Factoring in the growth in the network itself, Michael Coward of Continuous Computing, a company that sells equipment, software, and services to the telecom market, said that network operators need to achieve a 1,200x boost in processing performance between the systems deployed in 2008 and those that will be needed in 2013.

That's a really staggering figure, but not unachievable. It happens to be pretty close to the growth rate of 3D graphics in the late 1990s, where performance per chip doubled every six months for several years in a row.

Moore's Law alone would give us about a 6x performance improvement. Coward says that mobile broadband providers will have to buy 10x as much equipment to keep up with network growth. What's left--a further 20:1 performance gain--is going to have to come from new kinds of processors, not just faster versions of the same old chips.

Much of this gain has to come from shifting the processing load from simple CPU cores to custom-designed hardware function units. This is an ongoing process that started long ago. Even 10 years ago, instead of running a software program to route packets, some routers were using ASICs or FPGAs to do the same work at much higher data rates.

In the next few years, even fairly high-level functions will have to be moved to hardware accelerators. Another conference speaker mentioned a challenging task: to look for a virus in a ZIP file in an e-mail while the email is traveling through the network at full speed. Such files use Base64 MIME encoding, so the virus is essentially hidden behind three levels of obfuscation: the ZIP file, the MIME encoding, and the e-mail headers. Today, we don't expect that level of virus protection.
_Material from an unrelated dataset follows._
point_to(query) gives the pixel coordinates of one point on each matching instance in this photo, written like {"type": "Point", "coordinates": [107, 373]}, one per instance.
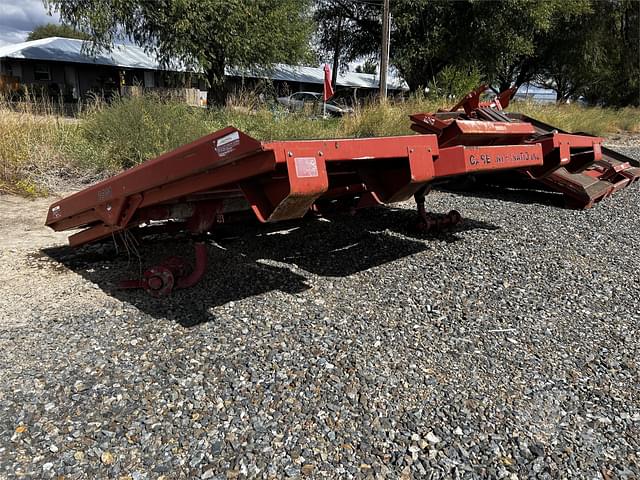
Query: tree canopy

But network operators may have to provide it eventually, and it'll take some very smart accelerator logic in network processors to achieve it.

Most of Wednesday at the conference was spent discussing individual new chips from companies such as Freescale, RMI, LSI, and Cavium. Linley Gwennap, founder of conference host Linley Group (and formerly my boss at Microprocessor Report), said that Freescale now holds more than half of the market for general-purpose processors used in networking and communication. Intel has less than 25 percent, and most of the rest of these sales are split among several other companies.

In 2008, these sales added up to $1.28 billion in revenue. So with all this future growth coming, it seems like a pretty healthy market.

It had better be healthy--it has a lot of work to do.